The Board determined FAA inappropriately reissued Smith’s medical license based just on an examination by a local neurologist. They said a more extensive examination should have been required, and recommend the agency rework its requirements for issuing a pilot’s medical certificates after a stroke.

The FAA said that it last changed its procedures for recertifying pilots following stroke in March 2010, mandating an extensive neurological examination. The agency now says it will clarify that guidance even further.

Other factors that may have affected his performance include fatigue: the pilot had nine hours of sleep the night before the accident, less than his usual 12 to 13 hours, but investigators said they had no evidence that he nodded off.

Finally, was he distracted by grief? The pilot’s son-in-law had died in a plane crash just 12 days before the accident.

Dr. Malcolm Brenner, NTSB Human Performance Investigator, told the board, “The pilot’s life events placed him at an elevated risk for stress at the time of the accident.”

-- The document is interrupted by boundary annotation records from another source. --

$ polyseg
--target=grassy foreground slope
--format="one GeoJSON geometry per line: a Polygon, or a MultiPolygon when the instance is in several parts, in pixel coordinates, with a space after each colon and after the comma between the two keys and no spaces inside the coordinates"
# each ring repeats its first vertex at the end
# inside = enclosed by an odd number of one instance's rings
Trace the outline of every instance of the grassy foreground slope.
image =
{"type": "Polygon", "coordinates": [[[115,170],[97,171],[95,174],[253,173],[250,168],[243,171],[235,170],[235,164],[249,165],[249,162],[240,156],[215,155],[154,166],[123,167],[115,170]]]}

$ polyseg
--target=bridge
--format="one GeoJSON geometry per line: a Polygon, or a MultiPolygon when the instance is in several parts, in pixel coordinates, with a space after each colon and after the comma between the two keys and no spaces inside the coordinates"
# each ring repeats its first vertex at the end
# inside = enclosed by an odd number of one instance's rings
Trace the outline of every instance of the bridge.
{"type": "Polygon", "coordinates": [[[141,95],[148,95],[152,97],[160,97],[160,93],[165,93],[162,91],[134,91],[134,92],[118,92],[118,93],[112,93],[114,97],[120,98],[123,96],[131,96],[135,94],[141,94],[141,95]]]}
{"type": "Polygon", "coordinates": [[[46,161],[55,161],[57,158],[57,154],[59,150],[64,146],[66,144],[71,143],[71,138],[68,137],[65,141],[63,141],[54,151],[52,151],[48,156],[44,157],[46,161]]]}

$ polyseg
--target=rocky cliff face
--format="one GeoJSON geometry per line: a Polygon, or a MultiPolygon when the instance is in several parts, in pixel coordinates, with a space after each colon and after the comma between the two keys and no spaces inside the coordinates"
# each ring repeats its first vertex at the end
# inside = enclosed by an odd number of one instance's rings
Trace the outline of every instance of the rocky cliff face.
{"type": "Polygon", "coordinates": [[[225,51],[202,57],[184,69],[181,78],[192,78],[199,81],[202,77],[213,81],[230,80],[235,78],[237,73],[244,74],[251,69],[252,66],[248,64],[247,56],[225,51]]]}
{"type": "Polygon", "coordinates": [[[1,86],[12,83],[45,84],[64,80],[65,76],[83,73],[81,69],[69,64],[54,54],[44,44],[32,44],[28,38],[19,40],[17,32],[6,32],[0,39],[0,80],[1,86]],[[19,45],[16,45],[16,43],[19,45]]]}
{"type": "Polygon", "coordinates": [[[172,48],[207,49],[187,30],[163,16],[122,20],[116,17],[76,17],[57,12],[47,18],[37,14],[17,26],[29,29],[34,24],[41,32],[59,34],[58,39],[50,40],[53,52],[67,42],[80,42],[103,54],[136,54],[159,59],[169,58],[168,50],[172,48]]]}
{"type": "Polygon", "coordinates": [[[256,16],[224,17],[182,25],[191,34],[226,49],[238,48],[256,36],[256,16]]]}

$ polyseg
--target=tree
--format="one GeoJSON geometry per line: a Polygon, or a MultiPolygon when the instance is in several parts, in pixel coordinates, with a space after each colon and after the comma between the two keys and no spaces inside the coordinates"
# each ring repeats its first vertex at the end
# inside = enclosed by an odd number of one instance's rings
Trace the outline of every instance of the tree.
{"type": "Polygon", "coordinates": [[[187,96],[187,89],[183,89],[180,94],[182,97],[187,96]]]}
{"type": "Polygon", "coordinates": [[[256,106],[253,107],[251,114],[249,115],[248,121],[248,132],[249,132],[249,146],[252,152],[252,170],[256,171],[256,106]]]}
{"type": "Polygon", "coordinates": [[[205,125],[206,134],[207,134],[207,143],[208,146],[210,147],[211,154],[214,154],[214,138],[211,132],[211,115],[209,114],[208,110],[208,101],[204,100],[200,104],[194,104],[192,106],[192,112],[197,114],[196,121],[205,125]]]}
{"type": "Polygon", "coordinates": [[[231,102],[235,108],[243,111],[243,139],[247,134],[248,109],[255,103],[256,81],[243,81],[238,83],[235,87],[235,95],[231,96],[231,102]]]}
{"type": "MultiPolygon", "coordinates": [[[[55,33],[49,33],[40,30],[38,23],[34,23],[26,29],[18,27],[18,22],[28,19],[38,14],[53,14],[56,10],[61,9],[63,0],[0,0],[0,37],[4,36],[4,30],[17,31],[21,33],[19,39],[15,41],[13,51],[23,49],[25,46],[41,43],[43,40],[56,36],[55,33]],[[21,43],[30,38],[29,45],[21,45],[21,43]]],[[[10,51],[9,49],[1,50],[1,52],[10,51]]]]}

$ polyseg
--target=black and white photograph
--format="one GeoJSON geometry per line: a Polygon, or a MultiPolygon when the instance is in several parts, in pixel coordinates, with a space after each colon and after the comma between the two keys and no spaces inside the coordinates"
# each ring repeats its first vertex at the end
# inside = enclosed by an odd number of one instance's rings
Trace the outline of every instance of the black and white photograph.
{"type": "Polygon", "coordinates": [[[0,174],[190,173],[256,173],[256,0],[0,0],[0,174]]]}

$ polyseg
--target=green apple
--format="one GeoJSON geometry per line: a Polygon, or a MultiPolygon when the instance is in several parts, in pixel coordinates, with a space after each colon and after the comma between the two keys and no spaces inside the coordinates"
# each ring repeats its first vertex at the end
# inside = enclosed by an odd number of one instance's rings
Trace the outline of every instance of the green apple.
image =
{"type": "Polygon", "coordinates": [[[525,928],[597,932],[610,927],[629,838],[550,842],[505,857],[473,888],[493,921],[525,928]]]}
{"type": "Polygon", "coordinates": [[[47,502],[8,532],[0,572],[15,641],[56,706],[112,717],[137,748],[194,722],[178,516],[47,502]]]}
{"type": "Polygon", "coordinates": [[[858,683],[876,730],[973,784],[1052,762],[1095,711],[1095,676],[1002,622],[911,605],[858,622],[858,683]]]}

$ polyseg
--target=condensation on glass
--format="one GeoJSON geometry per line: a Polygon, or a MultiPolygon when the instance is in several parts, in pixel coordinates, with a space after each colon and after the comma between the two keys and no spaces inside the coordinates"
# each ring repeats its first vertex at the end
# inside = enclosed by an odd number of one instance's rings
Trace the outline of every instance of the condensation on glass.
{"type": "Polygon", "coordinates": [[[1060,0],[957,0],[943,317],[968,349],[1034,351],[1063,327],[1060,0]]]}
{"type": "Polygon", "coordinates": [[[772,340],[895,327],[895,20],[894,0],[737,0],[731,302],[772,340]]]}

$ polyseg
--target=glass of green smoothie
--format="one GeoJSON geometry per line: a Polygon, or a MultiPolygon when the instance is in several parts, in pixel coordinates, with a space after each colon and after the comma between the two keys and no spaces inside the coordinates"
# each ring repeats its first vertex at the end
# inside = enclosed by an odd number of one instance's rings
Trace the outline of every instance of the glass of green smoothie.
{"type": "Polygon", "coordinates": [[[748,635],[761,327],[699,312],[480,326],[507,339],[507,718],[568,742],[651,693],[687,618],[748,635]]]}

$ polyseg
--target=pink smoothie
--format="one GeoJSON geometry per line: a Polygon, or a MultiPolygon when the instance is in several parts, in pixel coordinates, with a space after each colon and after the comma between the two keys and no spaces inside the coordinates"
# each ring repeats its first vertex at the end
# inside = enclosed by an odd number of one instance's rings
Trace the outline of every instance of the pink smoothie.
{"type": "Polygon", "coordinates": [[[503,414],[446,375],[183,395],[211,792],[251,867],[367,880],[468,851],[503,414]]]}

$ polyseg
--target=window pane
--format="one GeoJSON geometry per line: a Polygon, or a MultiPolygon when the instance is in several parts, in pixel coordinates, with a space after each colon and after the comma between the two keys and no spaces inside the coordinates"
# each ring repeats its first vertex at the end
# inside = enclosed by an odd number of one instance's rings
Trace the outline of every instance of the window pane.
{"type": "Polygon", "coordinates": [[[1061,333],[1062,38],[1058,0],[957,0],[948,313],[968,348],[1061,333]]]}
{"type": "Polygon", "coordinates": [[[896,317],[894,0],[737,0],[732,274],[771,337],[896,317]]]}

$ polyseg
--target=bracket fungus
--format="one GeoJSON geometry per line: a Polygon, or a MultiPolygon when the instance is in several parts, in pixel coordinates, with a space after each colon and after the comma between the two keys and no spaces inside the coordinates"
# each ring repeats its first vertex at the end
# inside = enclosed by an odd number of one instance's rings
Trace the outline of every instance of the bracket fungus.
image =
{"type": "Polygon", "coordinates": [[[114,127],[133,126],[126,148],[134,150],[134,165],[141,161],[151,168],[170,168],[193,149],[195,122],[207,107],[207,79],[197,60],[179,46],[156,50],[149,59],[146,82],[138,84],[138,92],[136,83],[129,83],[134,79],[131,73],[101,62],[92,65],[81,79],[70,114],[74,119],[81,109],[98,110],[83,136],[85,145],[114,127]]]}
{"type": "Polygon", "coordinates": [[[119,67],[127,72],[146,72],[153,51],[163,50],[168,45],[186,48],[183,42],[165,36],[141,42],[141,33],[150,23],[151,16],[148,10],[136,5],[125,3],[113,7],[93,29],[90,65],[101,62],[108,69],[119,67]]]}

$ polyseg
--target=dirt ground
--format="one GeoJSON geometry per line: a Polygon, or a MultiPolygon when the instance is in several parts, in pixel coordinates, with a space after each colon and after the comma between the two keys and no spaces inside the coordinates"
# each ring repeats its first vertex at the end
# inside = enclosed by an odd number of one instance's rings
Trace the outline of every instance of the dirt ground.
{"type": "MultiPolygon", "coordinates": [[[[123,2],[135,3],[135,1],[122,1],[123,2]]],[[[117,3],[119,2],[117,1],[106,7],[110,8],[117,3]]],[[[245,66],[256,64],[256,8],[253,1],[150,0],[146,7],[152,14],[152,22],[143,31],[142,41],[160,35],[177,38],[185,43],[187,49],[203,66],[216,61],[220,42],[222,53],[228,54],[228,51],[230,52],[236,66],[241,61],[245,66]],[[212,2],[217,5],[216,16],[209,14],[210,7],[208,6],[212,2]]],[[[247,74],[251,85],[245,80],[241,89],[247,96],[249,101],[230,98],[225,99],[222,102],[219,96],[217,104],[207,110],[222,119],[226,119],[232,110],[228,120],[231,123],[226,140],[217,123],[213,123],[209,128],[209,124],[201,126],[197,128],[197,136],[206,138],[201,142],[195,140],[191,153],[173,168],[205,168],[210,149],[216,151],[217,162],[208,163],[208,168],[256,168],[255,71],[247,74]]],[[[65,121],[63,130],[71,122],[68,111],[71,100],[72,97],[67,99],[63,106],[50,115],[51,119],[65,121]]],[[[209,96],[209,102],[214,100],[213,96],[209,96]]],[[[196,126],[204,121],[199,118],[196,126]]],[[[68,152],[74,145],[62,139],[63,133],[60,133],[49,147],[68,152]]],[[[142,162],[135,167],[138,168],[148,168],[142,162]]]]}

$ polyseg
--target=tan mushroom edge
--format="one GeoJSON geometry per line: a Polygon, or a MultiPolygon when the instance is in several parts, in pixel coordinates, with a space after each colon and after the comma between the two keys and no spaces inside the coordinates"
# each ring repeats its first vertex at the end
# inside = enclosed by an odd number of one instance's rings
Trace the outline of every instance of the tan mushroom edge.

The evidence suggest that the pilot -- if he was incapacitated for a brief time -- did realize something was terribly wrong just seconds before the accident. After the unexplained left turn, as the de Havilland Otter airplane approach the mountain an alert would have gone off in the cockpit indicating the plane is too close to the ground.

That alarm would have sounded just 4 to 6 seconds before impact. Investigators concluded at that point Smith then tried to sharply pull up the nose of the plane. It was too late to avoid the crash.

Another terrain warning system, that would have provided 30 seconds warning was turned off. The board said this alarm system is routinely turned off by pilots flying in the rough Alaska terrain because they go off so often as the planes weave through the mountains.

The plane was not equipped with a flight data or voice recorder. It was not required to have the equipment. The NTSB has long recommended video recorders for plane without flight or voice recorders.

Pilots have been adamantly opposed and the FAA has told the board “we are not going to require this,” according to Chairman Hersman.

“We have equipment that is off the shelf, available and affordable," she said. "We think it is far past time for the FAA to move forward on this recommendation."

Without those critical recorders this accident remains a mystery. “What we do not know –- and may never know -- is what happened in the last three minutes of that fatal flight," said Hersman.

“Perhaps one of the lessons of this tragedy is the need for onboard computers,” she added. As Board Member, Robert Sumwalt put it, “It could have been a medical event, but we can’t prove it. It could have been fatigue, but we can’t prove it.”

The lack of clear information is clearly frustrating to the NTSB and no doubt to the family members of those who died and were injured, about 30 of whom attended today’s hearing.

Hersman offered the board’s “deepest condolences “ to those “whose lives were forever changed when the crash occurred.”

She added, “I am disappointed that we don’t have a probable cause, mainly to provide that to family members.”